Chase also fails to mention in its response that the accounts business customers are being forced to open if they want such restrictions removed require far larger amounts of money to be deposited and also force customers to pay fees for wire services, fueling concerns that the move is about strangling small businesses.

While it was obvious that Chase would seek to play down concerns, these restrictive new measures that make it much harder for money to leave accounts in the United States are part of a broader move towards more stringent capital controls based around three primary objectives.

Why Enact Capital Controls?

According to InfoWars, these regulations are being enacted for three different but equally plausible reasons:
  1. Capital controls to prevent money leaving the country as the US dollar continues to devalue. Note that Chase will allow international wire transfers coming in, but not going out of the accounts. Note that they are only concerned about “risks” when the money is being moved out of the account.
  2. Forcing small businesses to abandon cash and switching everything over to digital currency that can be more easily tracked, traced and controlled.
  3. Part of the preparatory phase for Cyprus-style bail-ins where the government announces a new “tax” to gouge out a percentage of people’s savings.

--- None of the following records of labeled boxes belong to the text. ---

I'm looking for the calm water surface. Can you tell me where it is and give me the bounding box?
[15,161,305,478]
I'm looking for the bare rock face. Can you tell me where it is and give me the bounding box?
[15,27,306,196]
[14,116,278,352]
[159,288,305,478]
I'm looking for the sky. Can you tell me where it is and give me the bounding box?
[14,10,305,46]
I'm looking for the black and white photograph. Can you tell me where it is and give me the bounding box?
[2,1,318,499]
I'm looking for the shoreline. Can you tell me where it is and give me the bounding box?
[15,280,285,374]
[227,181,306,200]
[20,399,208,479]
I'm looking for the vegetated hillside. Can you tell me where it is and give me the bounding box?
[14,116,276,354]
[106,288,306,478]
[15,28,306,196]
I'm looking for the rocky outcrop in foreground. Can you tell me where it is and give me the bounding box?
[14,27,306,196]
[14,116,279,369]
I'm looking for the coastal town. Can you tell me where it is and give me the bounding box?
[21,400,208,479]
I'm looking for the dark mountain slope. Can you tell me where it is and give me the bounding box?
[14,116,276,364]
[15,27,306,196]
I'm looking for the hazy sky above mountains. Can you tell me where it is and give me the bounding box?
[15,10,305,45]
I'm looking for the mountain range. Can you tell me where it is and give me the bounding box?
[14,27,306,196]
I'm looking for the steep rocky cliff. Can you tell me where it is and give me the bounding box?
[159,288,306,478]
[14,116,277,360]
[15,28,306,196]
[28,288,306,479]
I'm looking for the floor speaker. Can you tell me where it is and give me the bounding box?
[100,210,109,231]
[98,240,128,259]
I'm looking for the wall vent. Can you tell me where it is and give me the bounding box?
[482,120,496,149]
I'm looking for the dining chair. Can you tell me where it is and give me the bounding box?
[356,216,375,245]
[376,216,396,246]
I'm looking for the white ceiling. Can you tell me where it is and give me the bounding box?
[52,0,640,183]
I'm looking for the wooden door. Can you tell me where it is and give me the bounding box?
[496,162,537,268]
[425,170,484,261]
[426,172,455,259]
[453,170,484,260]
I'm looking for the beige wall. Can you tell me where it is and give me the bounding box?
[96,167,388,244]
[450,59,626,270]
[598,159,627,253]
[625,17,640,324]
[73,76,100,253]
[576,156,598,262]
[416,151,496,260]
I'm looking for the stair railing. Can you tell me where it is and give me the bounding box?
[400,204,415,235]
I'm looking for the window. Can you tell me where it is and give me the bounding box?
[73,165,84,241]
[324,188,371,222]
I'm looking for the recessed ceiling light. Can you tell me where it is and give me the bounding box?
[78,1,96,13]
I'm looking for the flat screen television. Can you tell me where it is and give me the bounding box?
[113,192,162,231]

The fear is small and medium-sized businesses could be hurt by the restrictions. But the bank says these were typically mass accounts opened on the Internet, with no bank representative managing them, where domestic or international wire transfers could be sent without bank oversight.

The bank says it is "derisking" these accounts by streamlining the number of customer accounts from, say, six accounts with no bank contact or representative to three accounts with a bank rep managing them. Also the bank said some of the accounts customers had signed up for did not have wire transfer services that customers had wanted, or had limited withdrawal services, but that the bank is instead transferring these customers into new accounts that do provide these services.

Chase said it is not exerting new capital controls on customer accounts.

Bank Holiday

Financial experts like Gerald Celente agree that Chase’s new measures, which are being mimicked by other banks, are centered around preparations for a “bank holiday.” Celente called the new restrictions “unprecedented.”

InfoWars says it appears that Chase is strongly motivated to make it hard for their customers to have any kind of control over their savings and is trying to prevent them from sending dollars abroad, prompting concerns that Cyprus-style account gouging could occur in America.

According to Newswire, the move to limit deposits and withdrawals while banning international wire transfers altogether will cripple many small and medium-sized businesses with Chase accounts. Buying stock from abroad in any kind of quantity will now become impossible for many companies, while paying employees will also be a headache. Grocery stores or restaurants that turnover more than $50k a month will be unable to use their account.

Chase has been under scrutiny since an incident earlier this year when Chase Bank customers across the country attempted to withdraw cash from ATMs only to see that their account balance had been reduced to zero. The problem, which Chase attributed to a technical glitch, lasted for hours before it was fixed, prompting panic from some customers.